Calling the MFA product a “quick and easy land,” Ping Identity CFO Raj Dani says it better positions the company to drive expansion business from new customers. Expansion opportunities include selling additional solutions, pushing into new use cases and increasing the number of identities under management. Ping Identity’s expansion runway looks long, as just 13% of customers today have adopted three or more products.

While still in its early days, PingIntelligence for APIs is one of the company’s most promising new solutions. To prevent assets from being compromised, the product monitors anomalous API traffic using AI and machine learning to mitigate risks. PingIntelligence for APIs discovers exposures that CISOs often don’t even know exist. The solution’s growth profile will only get stronger on increased awareness of overall API security exposure.

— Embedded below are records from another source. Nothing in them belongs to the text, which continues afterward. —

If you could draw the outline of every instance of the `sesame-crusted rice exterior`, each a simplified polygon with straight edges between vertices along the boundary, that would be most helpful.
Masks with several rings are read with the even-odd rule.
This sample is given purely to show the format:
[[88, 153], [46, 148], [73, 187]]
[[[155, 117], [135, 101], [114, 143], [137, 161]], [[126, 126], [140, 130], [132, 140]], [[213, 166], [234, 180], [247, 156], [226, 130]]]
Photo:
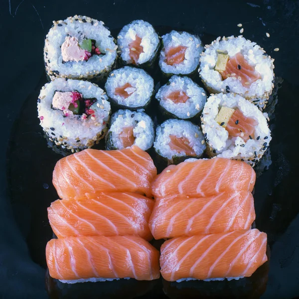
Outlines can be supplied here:
[[[274, 87], [274, 59], [267, 55], [264, 49], [256, 43], [237, 37], [220, 37], [205, 45], [201, 54], [198, 72], [202, 81], [210, 93], [235, 93], [253, 103], [261, 109], [266, 108]], [[261, 78], [252, 83], [249, 87], [244, 86], [241, 78], [233, 76], [223, 80], [221, 74], [215, 70], [218, 53], [227, 52], [230, 58], [240, 52], [250, 65], [260, 74]], [[247, 82], [246, 82], [247, 83]]]
[[[46, 36], [44, 59], [49, 78], [67, 78], [96, 81], [105, 78], [114, 67], [117, 58], [114, 39], [102, 21], [86, 16], [75, 15], [64, 20], [53, 21]], [[61, 47], [69, 35], [84, 35], [95, 40], [104, 55], [93, 55], [88, 61], [63, 62]]]
[[[85, 99], [95, 98], [90, 109], [94, 114], [65, 116], [53, 109], [55, 92], [78, 92]], [[57, 78], [42, 87], [37, 101], [40, 125], [49, 141], [72, 152], [91, 148], [104, 138], [110, 115], [110, 104], [103, 89], [88, 81]]]

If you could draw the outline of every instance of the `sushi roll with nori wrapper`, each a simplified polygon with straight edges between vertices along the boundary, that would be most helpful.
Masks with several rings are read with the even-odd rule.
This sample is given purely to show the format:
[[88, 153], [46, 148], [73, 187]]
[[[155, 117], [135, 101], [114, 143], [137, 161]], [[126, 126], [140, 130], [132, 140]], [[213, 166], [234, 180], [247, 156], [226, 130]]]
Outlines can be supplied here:
[[103, 138], [110, 104], [103, 89], [87, 81], [57, 78], [47, 83], [38, 97], [40, 125], [58, 147], [79, 151]]
[[106, 77], [114, 65], [117, 46], [104, 22], [75, 15], [53, 23], [44, 48], [50, 78], [99, 80]]
[[199, 75], [209, 92], [237, 93], [264, 109], [274, 87], [274, 61], [242, 36], [219, 37], [205, 47]]
[[198, 67], [203, 49], [198, 36], [172, 30], [162, 36], [159, 65], [165, 75], [190, 75]]
[[168, 164], [177, 164], [187, 158], [200, 158], [206, 149], [199, 127], [183, 120], [168, 120], [157, 127], [153, 147]]
[[211, 95], [201, 118], [208, 154], [241, 160], [254, 166], [272, 139], [267, 117], [266, 113], [238, 95]]
[[137, 20], [126, 25], [118, 37], [120, 57], [125, 64], [150, 66], [157, 56], [160, 41], [150, 23]]
[[188, 77], [173, 76], [155, 95], [168, 118], [187, 119], [199, 115], [207, 97], [203, 88]]
[[137, 110], [150, 104], [153, 80], [143, 69], [125, 66], [110, 74], [105, 88], [115, 106]]
[[153, 123], [143, 111], [126, 109], [114, 113], [106, 135], [106, 150], [122, 150], [133, 145], [147, 150], [154, 138]]

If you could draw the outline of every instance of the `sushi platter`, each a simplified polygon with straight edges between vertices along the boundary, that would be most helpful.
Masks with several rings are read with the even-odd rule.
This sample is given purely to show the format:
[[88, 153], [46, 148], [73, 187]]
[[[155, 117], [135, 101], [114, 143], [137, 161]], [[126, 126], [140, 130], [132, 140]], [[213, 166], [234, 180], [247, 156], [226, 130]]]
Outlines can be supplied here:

In Q3, the company closed the largest PingIntelligence for APIs deal in its history. Worth more than $500,000 in ARR, the contract with a Fortune 100 financial services customer went live in just five weeks.

In recent Wall Street analyst activity, Credit Suisse lifted its Ping Identity price target to $28 from $21, calling out strong secular tailwinds in identity and access management along with the company’s hybrid cloud differentiation. 

Last week, Goldman Sachs raised its price target to $27 from $24, but downgraded the stock to ‘Neutral,’ saying the risk/reward is more balanced following the recent run-up. Ping Identity stock has rallied 51% since the Q3 earnings report in the middle of November. Yesterday, Citi boosted its price target to $32 from $26, citing the company’s strong margin profile.